Selain itu, harus disiapkan protokol-protokol untuk melakukan upaya-upaya pencegahan di lingkungan kerja. Semua protokol harus dipersiapkan terlebih dahulu, termasuk untuk sosialisasinya.
IDI juga menegaskan, pemerintah harus bisa mencegah kasus impor Covid-19. Pemerintah harus bisa melindungi warga Indonesia dari potensi penularan Covid-19 yang dibawa orang asing. Terakhir, yang paling penting berkaitan dengan sosialisasi penerapan new normal. Persiapan penerapannya di masyarakat harus terus dilakukan melalui sosialisasi dan edukasi sebelum memasuki fase new normal.
Rizal mengatakan, kebijakan Newnormal ini menjadi ranah Bupati Walikota. Pemrov posisinya menjalin koordinasi dengan kabupaten kota. Untuk itu jika ada daerah di NTB yang ingin memberlakukan New Normal itu agar betul betul memperhatikan imbauan pusat dan IDI.

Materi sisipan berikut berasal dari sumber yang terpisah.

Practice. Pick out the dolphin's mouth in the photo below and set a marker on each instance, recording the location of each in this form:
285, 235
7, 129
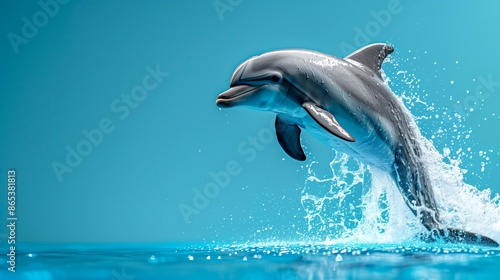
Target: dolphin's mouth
234, 93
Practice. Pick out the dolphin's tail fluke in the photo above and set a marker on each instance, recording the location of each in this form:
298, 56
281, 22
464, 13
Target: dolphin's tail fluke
451, 235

“Setau tiang Bupati Walikota yang punya kebijakan Pemprov berkoordinasi dengan kabupaten. Himbauan, arahan sekarang tergantung bupati walikota. Kalau ingin New Normal Ikuti arahan pemerintah pusat dan IDI terkait syarat syarat memberlakukan new normal,” kata Rizal.
Secara pribadi, Rizal menginginkan jangan sampai di NTB ada penerapan New normal terlebih dahulu. Apalagi jika melihat grafik kasus yang makin meninggi hari ini.(jho)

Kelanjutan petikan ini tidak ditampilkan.